Entre os interlocutores que já fazem parte do projeto estão Gustavo Montezano, ex-presidente do Banco Nacional de Desenvolvimento Económico e Social (BNDES), e Adolfo Sachsida, ex-secretário do Ministério da Economia.
Segundo aliados próximos, o grupo procura ainda uma figura central capaz de concentrar a agenda económica e dar uma identidade clara ao projeto, um papel equivalente ao que Paulo Guedes desempenhou na campanha de Jair Bolsonaro. Em linguagem interna, diz-se que Flávio ainda não encontrou o seu próprio “Posto Ipiranga”.

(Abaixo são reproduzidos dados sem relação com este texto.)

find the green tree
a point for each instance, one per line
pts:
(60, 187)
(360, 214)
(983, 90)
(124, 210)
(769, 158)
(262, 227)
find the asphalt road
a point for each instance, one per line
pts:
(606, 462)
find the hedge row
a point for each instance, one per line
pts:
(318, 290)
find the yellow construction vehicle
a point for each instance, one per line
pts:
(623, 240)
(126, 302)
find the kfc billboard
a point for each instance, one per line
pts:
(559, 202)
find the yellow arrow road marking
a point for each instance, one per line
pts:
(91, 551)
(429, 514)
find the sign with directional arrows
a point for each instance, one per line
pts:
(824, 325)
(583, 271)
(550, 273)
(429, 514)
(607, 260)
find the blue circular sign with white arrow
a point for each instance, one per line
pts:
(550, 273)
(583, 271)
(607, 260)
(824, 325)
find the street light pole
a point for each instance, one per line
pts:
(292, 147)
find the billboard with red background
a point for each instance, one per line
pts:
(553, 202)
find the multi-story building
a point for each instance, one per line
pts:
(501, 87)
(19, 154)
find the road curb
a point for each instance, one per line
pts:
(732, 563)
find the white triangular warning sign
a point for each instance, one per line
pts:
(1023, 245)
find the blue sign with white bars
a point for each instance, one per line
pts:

O nome ideal para o núcleo seria Roberto Campos Neto, ex-presidente do Banco Central, mas esta hipótese é considerada fora de questão. Campos Neto não se envolverá no projeto, tanto pelo seu reposicionamento no setor privado — atualmente é executivo do Nubank — como pela relação próxima que mantém com o governador de São Paulo, Tarcísio de Freitas (Republicanos).
A avaliação interna é de que, embora já exista um embrião de equipa económica, Flávio Bolsonaro ainda não identificou um nome com estatura política suficiente para ser o principal formulador e porta-voz da área, uma lacuna vista como estratégica para cativar setores do mercado e empresários.